CRYSTAL STRUCTURE AND BIOCHEMICAL ANALYSIS OF ARCHAEAL RNA POLYMERASE TRANSCRIPTION ELONGATION FACTORS
Open Access
- Author:
- Klein, Brianna Joy
- Graduate Program:
- Biochemistry, Microbiology, and Molecular Biology
- Degree:
- Doctor of Philosophy
- Document Type:
- Dissertation
- Date of Defense:
- September 07, 2010
- Committee Members:
- Katsuhiko Murakami, Dissertation Advisor/Co-Advisor
Katsuhiko Murakami, Committee Chair/Co-Chair
Paul Lee Babitzke, Committee Member
David Scott Gilmour, Committee Member
B Tracy Nixon, Committee Member
Biao He, Committee Member - Keywords:
- RNA-directed RNA synthesis by DNA-dependent aRNAP
Pyrococcus furiosus Spt4/5
Structure of Spt4/5 at 1.8 Å
Archaeal RNAP
Inhibited TECs With or Without TFS - Abstract:
- ABSTRACT Transcription factors regulate each of the stages of transcription: initiation, elongation, and termination.

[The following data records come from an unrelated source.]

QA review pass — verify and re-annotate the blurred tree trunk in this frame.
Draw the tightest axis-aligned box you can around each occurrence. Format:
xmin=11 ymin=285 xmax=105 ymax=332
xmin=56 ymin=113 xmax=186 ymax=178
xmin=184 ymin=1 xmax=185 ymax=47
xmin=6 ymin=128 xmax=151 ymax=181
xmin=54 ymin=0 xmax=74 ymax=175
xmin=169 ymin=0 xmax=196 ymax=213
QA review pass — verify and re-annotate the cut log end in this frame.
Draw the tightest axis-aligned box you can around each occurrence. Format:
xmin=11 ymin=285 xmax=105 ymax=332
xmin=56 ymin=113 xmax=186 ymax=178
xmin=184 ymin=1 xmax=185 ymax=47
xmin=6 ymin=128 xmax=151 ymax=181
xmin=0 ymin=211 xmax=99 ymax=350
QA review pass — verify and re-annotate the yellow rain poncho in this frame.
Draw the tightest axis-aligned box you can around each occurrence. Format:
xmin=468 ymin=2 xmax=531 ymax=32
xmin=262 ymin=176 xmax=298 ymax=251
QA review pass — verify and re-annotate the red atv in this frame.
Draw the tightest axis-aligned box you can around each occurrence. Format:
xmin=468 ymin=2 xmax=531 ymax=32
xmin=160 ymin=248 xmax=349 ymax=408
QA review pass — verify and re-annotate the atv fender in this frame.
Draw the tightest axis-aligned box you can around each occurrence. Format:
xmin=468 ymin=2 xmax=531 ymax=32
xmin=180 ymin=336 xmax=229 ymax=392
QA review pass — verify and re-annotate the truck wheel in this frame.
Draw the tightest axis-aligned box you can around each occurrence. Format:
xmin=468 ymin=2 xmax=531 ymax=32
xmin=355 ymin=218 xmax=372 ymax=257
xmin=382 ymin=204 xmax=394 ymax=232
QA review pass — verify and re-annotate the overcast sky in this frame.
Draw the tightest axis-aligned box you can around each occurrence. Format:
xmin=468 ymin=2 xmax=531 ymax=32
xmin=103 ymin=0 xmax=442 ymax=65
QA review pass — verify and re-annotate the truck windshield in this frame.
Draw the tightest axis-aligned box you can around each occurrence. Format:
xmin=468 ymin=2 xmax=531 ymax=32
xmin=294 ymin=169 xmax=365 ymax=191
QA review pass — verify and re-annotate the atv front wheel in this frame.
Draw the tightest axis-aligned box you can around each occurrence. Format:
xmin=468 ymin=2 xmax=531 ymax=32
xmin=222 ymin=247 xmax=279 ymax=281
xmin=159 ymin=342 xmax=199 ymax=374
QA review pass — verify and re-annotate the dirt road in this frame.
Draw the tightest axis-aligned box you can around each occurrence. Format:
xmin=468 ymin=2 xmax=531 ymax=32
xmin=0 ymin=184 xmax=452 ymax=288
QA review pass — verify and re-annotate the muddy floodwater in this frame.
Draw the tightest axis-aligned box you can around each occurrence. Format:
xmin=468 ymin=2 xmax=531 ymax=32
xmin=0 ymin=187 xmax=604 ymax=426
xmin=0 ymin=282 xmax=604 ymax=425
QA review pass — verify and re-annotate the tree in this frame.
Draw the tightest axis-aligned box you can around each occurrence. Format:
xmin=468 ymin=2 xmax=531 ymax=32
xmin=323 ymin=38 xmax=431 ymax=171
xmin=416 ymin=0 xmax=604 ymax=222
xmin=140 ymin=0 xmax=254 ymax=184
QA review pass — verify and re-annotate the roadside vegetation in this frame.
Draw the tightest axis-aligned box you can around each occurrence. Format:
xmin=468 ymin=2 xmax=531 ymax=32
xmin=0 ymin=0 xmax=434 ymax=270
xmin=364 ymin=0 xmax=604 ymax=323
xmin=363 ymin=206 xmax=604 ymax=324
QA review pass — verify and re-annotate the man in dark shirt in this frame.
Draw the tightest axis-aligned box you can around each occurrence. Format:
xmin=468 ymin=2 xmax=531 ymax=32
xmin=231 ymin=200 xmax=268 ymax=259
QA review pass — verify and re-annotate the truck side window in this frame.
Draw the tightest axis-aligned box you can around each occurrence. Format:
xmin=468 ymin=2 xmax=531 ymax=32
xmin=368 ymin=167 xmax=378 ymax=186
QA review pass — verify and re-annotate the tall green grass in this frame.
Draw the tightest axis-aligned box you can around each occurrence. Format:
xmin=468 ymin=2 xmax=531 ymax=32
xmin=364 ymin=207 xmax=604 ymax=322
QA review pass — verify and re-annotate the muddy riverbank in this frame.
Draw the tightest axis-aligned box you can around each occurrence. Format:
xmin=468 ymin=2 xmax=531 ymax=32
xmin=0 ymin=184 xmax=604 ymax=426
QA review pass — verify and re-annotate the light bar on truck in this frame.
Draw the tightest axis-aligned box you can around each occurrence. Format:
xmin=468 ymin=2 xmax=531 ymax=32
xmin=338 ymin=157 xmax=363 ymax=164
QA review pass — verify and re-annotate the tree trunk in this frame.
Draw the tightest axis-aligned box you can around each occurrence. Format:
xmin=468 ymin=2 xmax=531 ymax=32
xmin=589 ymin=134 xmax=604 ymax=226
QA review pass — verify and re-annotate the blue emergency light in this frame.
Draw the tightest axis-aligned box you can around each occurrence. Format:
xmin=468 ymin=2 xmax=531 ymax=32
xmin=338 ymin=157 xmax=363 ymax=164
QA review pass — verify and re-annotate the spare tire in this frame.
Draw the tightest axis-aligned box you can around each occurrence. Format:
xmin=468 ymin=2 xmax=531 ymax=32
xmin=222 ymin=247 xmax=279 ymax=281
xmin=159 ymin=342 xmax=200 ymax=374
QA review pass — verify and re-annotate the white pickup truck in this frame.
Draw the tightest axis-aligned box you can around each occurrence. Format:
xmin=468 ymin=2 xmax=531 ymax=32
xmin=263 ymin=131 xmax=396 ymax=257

Throughout my dissertation I focused on three directions of elongation. The first, Spt4/5 in archaea, eukaryotes, and bacteria (NusG), is the only conserved elongation factor in all three domains of life. Here, I report the X-ray crystal structure of the Pyrococcus furiosus Spt4/5 complex solved at 1.8 Å resolution. This is the first complete Spt4/5 X-ray crystal structure containing Spt4 (zinc and N-terminal NusG (NGN) binding domains) and the Spt5 N-terminal, linker and C-terminal Kyprides-Ouzounis-Woese (KOW) domains. Spt4 contacts Spt5 through the linker, KOW, and NGN. Thus, Spt4 may restrict the location of the KOW with respect to the Spt5NGN domain, suggesting the Spt5 linker between NGN and KOW is rigid. With our collaborators we solved a cryo-EM reconstruction of Spt4/5-archaeal RNAP (aRNAP) and engineered a model of the Spt4/5-aRNAP elongation complex providing new features about Spt4/5. The second direction is RNA synthesis, occurs during transcription elongation, is not foolproof and incorrect bases can be introduced. Removal of mismatches occurs by a proofreading mechanism. I demonstrate that aRNAP is capable of intrinsic and TFS-enhanced RNA cleavage of a transcription elongation complex (TEC) assembled on a DNA/RNA scaffold. Altering reaction conditions, it is possible to inhibit RNA cleavage and capture steps of the cleavage mechanism for crystallization, to determine the X-ray crystal structures of the proofreading TEC in the presence and absence of TFS. The final direction focuses on hepatitis delta virus (HDV), an RNA satellite virus of the hepatitis B virus that infects about 20 million people worldwide. HDV has a single-stranded circular RNA genome without its own RNA-dependent RNAP. Instead, HDV replication and mRNA synthesis is carried out by host RNAP without DNA intermediates. Using aRNAP and a short model RNA template containing a hairpin loop and dinucleotide bulge, I determined the aRNAP forms a stable complex with the model RNA. In the presence of Mg2+ aRNAP cleaves the RNA around the dinucleotide bulge and carries out RNA extension. This shows how a DNA-dependent aRNAP cleaves and synthesizes RNA, extending the known abilities of aRNAP.